By Professor George H. Perkins, Ph.D.

State Geologist of Vermont

It is undoubted that the Champlain valley at the time when the first Europeans entered the region was occupied by two great Indian peoples, the Confederacy of the Six Nations and the Algonkins or Abnaki. To the Six Nations the name Iroquois was generally given by the French explorers. They held full sway over the New York side of the Champlain valley, but the occupancy of the eastern, or Vermont, side is less certain. There can be no question that this side of the valley was possessed by the Algonkins for the greater part of the time, but there are several centuries when it is not easy to determine certainly the precise relations of these two peoples. Most of what became New England and the Atlantic border and a vast territory in Canada was always, so far as can be now discovered, occupied by the Algonkins who also reached far westward and southward through the Mississippi valley. The Iroquois occupied a comparatively small area about lakes Erie and Ontario and eastward along the St. Lawrence, including the whole of what is now New York, as well as parts of Pennsylvania, Ohio, Michigan and a long, narrow strip of Canada north of New York.

They also occupied territory in the south, west of the Carolinas. How long or how completely the Iroquois possessed the Vermont side of the Champlain valley we may never know, but it appears to be pretty certain that they did for a time, and probably several times, dispossess the usual owners and hold as their own the entire shore of Champlain. It appears from various records that sometime about 1540 the Iroquois were in control of both sides of the lake and of the Vermont as well as the New York shores. It also appears that these people held the region for a century when they withdrew. Why they retired to the western side is not plain.
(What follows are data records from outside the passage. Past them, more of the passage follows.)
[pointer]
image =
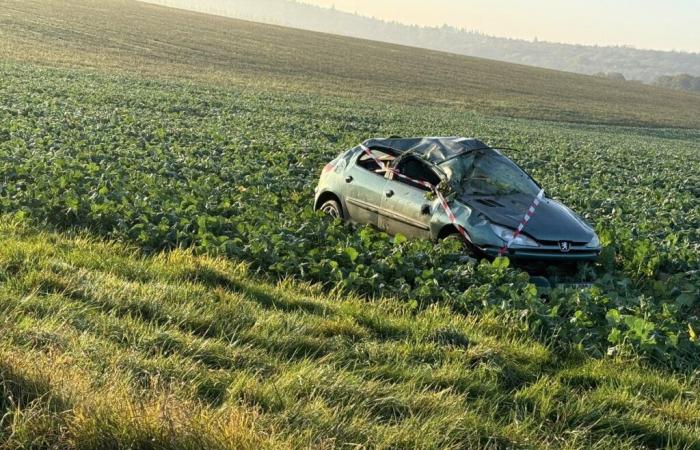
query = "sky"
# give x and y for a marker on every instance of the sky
(652, 24)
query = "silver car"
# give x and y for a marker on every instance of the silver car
(392, 183)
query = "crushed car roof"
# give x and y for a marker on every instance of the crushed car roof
(434, 149)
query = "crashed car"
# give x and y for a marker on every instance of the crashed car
(415, 186)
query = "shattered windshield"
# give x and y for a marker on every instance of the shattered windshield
(487, 173)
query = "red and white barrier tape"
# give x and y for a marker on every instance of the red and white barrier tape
(450, 215)
(523, 223)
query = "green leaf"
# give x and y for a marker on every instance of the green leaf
(686, 299)
(352, 253)
(614, 336)
(613, 317)
(399, 239)
(501, 262)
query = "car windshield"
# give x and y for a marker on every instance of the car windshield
(487, 173)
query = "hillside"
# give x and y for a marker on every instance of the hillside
(130, 35)
(101, 348)
(166, 283)
(634, 64)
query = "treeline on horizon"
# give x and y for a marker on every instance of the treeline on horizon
(649, 66)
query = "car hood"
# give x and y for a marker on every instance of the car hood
(551, 221)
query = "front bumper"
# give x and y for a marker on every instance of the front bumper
(546, 253)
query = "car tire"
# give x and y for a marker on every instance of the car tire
(332, 208)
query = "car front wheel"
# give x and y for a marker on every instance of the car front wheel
(332, 208)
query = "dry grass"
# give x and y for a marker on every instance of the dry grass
(103, 348)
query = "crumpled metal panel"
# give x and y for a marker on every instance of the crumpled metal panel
(434, 149)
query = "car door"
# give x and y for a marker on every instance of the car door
(365, 183)
(405, 207)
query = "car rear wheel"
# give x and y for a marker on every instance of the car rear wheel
(332, 208)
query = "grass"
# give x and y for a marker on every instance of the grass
(107, 345)
(105, 348)
(126, 35)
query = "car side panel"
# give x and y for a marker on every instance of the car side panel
(363, 195)
(402, 212)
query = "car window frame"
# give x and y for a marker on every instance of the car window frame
(391, 175)
(387, 151)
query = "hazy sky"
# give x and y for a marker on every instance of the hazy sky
(664, 25)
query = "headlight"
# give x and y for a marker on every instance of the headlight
(595, 242)
(506, 234)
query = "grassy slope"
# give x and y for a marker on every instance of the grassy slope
(127, 35)
(103, 348)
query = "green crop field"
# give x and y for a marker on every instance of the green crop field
(165, 282)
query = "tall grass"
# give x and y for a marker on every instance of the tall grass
(104, 348)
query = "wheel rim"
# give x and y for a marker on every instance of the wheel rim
(331, 210)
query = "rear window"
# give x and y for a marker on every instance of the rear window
(414, 168)
(369, 163)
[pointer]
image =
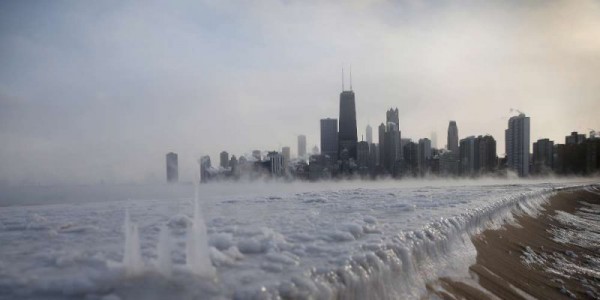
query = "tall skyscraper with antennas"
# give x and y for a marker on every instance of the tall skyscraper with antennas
(347, 136)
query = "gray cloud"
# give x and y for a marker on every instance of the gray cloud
(101, 91)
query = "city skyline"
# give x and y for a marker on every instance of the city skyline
(95, 87)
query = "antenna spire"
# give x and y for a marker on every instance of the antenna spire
(350, 77)
(342, 79)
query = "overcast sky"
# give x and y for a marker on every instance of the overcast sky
(95, 91)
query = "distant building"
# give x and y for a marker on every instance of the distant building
(224, 163)
(319, 167)
(434, 140)
(452, 137)
(382, 146)
(347, 136)
(391, 143)
(448, 163)
(315, 150)
(363, 156)
(373, 157)
(543, 156)
(172, 167)
(410, 155)
(302, 147)
(257, 155)
(517, 144)
(424, 156)
(233, 164)
(329, 136)
(205, 168)
(392, 116)
(276, 166)
(488, 159)
(574, 138)
(285, 151)
(468, 154)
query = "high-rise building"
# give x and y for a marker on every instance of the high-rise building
(574, 138)
(172, 167)
(329, 135)
(373, 156)
(434, 139)
(488, 159)
(469, 153)
(424, 155)
(285, 151)
(233, 164)
(452, 137)
(224, 162)
(517, 144)
(392, 116)
(302, 147)
(362, 149)
(315, 150)
(449, 163)
(204, 168)
(382, 145)
(257, 155)
(410, 155)
(276, 166)
(347, 136)
(391, 145)
(543, 156)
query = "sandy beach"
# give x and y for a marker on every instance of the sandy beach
(554, 255)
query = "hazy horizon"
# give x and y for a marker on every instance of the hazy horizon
(100, 91)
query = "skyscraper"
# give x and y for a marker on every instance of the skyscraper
(205, 166)
(363, 155)
(392, 116)
(347, 136)
(329, 135)
(285, 151)
(517, 144)
(469, 152)
(382, 145)
(391, 144)
(424, 155)
(302, 147)
(488, 159)
(224, 159)
(172, 167)
(574, 138)
(434, 139)
(543, 156)
(453, 137)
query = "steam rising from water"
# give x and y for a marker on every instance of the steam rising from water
(198, 259)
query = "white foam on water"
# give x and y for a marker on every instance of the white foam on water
(353, 243)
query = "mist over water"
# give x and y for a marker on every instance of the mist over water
(350, 238)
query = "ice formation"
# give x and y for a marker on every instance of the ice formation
(299, 241)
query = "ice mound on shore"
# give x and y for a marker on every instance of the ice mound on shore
(363, 243)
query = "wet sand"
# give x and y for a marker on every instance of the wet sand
(525, 262)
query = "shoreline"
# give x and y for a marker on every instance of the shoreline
(524, 260)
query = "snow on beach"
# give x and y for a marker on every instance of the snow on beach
(382, 240)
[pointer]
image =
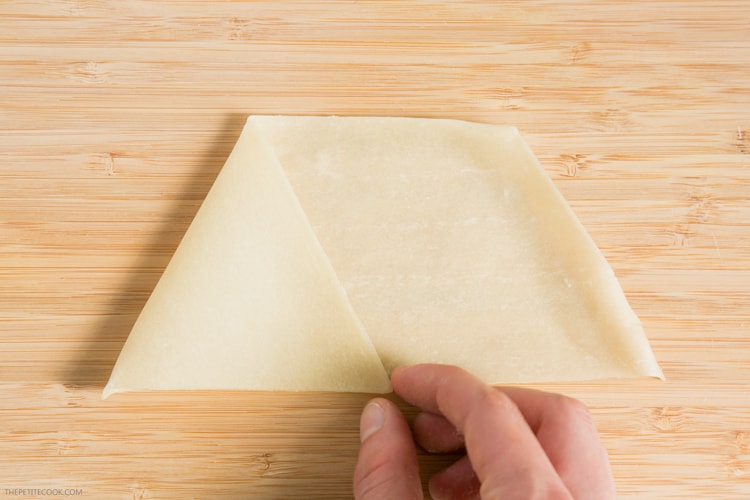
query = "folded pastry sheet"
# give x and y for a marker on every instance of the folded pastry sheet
(332, 249)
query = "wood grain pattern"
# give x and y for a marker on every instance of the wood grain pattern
(117, 116)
Considering their warlike disposition and reputation and the very great fear in which they were held by the Algonkins it is impossible to believe that these latter drove them back across the lake, and yet why they should have voluntarily left their eastern possessions one cannot readily explain.

In 1640 Father Ducreux made a map of the region and on this map Lake Champlain is made the western boundary of the Algonkin territory, so that by this time the ownership had again changed.

In 1690, as is well known, the Algonkins and French destroyed Schenectady and, though their force was very small, they appear to have passed without any difficulty through the Champlain valley, and had it been occupied by Mohawks or any Iroquois tribe this could not have been possible.

At different times for many years various Vermont legislatures were beset by claims which the Caughnawaga Indians persistently entered. These claims were for remuneration for land taken by the white men from their ancestors and which they declared were formerly the property of their tribe.

The territory which the Caughnawagas claimed was finally defined by them as bounded by Lake Champlain on the west and on the east by the mountain ranges which divide the waters running into Lake Champlain from the Missisquoi, Lamoille and Winooski rivers from those which run into the Connecticut, together with so much of the land drained by Otter creek as would be embraced by a line drawn from Ticonderoga to the sources of the Winooski.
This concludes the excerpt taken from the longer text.